Today’s announcement reflects the CNIC’s commitment to safeguarding the continued availability of isotopes, ensuring its public policies are risk-informed and science-based, and support the highest levels of public health and safety,
“People in Canada and around the world rely on the continuous availability of medical isotopes. For more than 60 years, Canada has been a leader globally in the research, development and production of medical isotopes and radiopharmaceuticals,” said CNIC Chair James Scongack. “This has meant that Canada has been a global leader in the fight against cancer and keeping our hospitals clean and safe.
“This is a tremendously important partnership with the SON that will see us join forces in the fight against cancer worldwide as we advocate for continued Canadian innovation and leadership to work in developing new isotopes.”
“Many of our community members have been impacted by cancer in some way, and I believe that working with the CNIC on the next generation of life-saving isotopes in the SON Territory is an opportunity for us to have a positive impact on the people and families touched by cancer,” said Greg Nadjiwon, Chief of Chippewas of Nawash Unceded First Nation.
“By leveraging this partnership with the CNIC, we can establish something of lasting and sustainable benefit for our communities and our people, while contributing broadly to Canada’s economy and our role as a global supplier of isotopes,” said Lester Anoquot, Chief of the Chippewas of Saugeen First Nation.
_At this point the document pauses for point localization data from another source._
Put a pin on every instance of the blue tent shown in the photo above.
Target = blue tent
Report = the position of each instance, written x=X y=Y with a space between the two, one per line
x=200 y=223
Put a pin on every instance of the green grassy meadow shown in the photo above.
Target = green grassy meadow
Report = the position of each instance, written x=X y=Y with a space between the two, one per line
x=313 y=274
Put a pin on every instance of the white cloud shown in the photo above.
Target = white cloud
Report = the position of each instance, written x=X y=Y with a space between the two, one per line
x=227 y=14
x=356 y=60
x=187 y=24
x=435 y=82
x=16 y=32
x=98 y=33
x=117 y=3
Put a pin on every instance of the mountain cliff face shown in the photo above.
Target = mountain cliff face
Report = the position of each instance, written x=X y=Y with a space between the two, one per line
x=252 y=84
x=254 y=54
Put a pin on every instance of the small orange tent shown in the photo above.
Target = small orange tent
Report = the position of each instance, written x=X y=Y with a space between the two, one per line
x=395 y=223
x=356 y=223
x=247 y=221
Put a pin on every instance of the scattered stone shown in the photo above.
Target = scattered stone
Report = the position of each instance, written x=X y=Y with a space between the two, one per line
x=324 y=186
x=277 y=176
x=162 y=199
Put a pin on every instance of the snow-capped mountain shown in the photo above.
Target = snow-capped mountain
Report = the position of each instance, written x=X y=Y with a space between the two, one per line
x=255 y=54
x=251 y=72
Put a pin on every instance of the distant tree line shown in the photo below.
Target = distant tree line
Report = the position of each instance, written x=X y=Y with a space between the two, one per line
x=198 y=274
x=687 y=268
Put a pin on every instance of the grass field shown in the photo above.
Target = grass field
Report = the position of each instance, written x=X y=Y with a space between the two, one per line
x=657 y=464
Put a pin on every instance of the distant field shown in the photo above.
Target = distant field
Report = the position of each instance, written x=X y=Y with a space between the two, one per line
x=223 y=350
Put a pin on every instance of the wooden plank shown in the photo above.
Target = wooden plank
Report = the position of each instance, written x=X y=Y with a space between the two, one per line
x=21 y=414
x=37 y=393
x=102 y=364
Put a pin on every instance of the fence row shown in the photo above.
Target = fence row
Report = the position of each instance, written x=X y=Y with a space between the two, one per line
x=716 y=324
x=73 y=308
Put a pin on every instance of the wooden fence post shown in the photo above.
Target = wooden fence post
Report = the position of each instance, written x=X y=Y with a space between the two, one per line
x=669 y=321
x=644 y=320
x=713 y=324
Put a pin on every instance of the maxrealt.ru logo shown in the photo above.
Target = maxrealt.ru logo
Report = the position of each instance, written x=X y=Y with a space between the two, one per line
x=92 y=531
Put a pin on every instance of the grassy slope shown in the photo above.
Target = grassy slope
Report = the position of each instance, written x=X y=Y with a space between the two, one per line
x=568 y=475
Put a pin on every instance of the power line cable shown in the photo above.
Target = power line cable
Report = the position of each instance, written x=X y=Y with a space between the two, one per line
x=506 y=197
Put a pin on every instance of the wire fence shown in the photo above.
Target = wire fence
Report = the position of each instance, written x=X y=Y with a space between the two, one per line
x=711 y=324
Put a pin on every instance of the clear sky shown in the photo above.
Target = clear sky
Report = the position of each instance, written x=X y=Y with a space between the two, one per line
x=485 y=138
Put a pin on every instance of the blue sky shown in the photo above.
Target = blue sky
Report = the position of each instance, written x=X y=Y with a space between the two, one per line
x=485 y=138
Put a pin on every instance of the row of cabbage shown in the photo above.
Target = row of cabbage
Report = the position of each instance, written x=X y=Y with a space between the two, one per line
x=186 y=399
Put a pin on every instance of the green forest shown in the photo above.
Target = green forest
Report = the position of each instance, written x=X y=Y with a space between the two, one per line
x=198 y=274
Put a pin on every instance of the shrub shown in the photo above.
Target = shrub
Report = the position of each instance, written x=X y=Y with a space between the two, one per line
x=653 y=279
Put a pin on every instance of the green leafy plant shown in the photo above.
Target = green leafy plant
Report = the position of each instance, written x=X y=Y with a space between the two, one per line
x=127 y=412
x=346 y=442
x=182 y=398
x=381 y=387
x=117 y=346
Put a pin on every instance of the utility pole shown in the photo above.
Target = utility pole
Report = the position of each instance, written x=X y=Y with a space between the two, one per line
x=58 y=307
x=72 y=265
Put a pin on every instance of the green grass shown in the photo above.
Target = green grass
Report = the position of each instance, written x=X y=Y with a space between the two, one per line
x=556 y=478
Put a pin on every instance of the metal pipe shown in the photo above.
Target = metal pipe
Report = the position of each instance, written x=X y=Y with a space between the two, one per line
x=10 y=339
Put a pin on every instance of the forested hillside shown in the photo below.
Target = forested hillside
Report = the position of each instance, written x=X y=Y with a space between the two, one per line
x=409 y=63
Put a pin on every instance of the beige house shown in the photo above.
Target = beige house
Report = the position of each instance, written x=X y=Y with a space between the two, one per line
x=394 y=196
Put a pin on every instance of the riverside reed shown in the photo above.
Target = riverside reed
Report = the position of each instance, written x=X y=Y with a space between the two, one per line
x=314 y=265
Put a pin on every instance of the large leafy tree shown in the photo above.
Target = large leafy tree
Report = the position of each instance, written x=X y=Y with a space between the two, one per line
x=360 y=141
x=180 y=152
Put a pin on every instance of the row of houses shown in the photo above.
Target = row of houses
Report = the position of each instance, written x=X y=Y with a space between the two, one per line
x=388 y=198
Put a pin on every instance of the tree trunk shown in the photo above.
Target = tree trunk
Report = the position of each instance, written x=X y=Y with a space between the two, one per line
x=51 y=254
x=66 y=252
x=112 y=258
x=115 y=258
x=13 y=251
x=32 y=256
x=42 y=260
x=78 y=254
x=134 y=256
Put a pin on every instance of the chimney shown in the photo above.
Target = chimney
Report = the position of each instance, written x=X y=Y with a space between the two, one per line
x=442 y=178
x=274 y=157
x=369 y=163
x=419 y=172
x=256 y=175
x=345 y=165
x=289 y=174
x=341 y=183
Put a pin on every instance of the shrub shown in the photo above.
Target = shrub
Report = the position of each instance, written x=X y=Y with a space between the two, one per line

Throughout 2019, the SON has been engaged in very productive conversations with the Government of Canada on the importance of Canada continuing its leadership role in the isotope sector as the public-policy priorities for government including reconciliation, Indigenous economic and community development, innovation and creating new highly-skilled jobs in Canada.
The SON also recently announced with Bruce Power an agreement to jointly market new isotopes in support of the global fight against cancer while also working together on creating new economic opportunities within the SON Territory by establishing new isotope infrastructure. The agreement will
leverage a project announced by Bruce Power in 2019 to produce Lutetium-177 – used to treat prostate cancer – with production starting in 2022 following regulatory and other approvals.
By working together on the Lutetium project, Bruce Power and SON will engage in identifying joint marketing opportunities while working with government to leverage this opportunity and create sustainable economic benefits. Most importantly, it would be a tool of reconciliation in a way that engages a First Nations community in securing critical infrastructure key to Canada’s economic and strategic strength in this area.
Looking ahead, the CNIC will remain focused on ensuring that Canada continues to be a world leader in the production of life-saving isotopes by bringing awareness and supporting long-term policies at the domestic and international levels that will save countless lives and support health-care innovation for decades to come.
About the Saugeen Ojibway Nation
The Saugeen Ojibway Nation (SON) is made up of the Chippewas of Nawash Unceded First Nation and the Chippewas of Saugeen First Nation. SON’s Traditional Territory includes the entire Saugeen (Bruce) Peninsula and is bounded on the south by the Maitland River system from Goderich to past Arthur, on the west by the Canada/USA border in the middle of Lake Huron, on the north by a line along the midpoint of the channel between the Saugeen (Bruce) Peninsula and Manitoulin Island, and on the east by a line down the middle of Georgian Bay. The SON also asserts Aboriginal title over that portion of Lake Huron and Georgian Bay within their Territory.